David Cameron has promised to fight for a "good deal" for British taxpayers on the European Union budget as he welcomed German chancellor Angela Merkel to Number 10 for talks.
The Prime Minister declined to say whether he was urging her to back the real-terms budget cut that the Commons voted for last week.
Merkel refused to say whether she would even support a freeze, which Cameron is pressing for at a crunch summit later this month.
But, ahead of their meeting, Cameron said they were "both believers that European countries have to live within their means, as well as the European Union".
Merkel opposes anything less than a freeze in the budget
Asked whether he would be urging his German counterpart to support a cut or a freeze in the EU budget, he said: "I believe it would be wrong for the European budget to increase at a time when we are having to make difficult decisions not just in Britain but all over the European Union to get our budgets back to balancing.
"That's why I've said it should be at best a cut, at worst a freeze.
"Whatever the discussions we have I will be trying to get a good deal for the British taxpayer, a good deal for Britain, one that I can put before the British Parliament, one that I can put before the British people."
Speaking through an interpreter, Merkel said European leaders always had to "do something that will stand up to public opinion back home".
"Not all of the expenditure that has been earmarked has been used with great efficiency... We need to address that," she said.

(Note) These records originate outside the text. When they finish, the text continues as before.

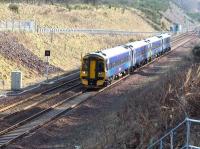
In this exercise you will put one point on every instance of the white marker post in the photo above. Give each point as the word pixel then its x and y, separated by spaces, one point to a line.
pixel 47 55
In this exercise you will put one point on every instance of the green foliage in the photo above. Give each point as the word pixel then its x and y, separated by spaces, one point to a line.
pixel 152 8
pixel 14 8
pixel 196 50
pixel 195 16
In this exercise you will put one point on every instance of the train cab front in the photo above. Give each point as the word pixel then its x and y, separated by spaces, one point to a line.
pixel 93 72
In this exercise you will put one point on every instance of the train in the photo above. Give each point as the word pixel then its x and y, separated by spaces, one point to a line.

Cameron has said that he will fight for the best deal for the UK
But pressed as to whether she would support a budget freeze, she added: "I beg leave to first discuss this with the Prime Minister.
"What is in my interests is that we use our money effectively."
Ahead of their meeting Cameron admitted he did not have "high hopes" of securing a deal between all 27 member states, meaning he could veto the budget.
Cameron has vowed not to return from the summit with anything less than an inflation-only increase - arguing that though he would prefer a real-terms cut, it was unrealistic to expect to get agreement.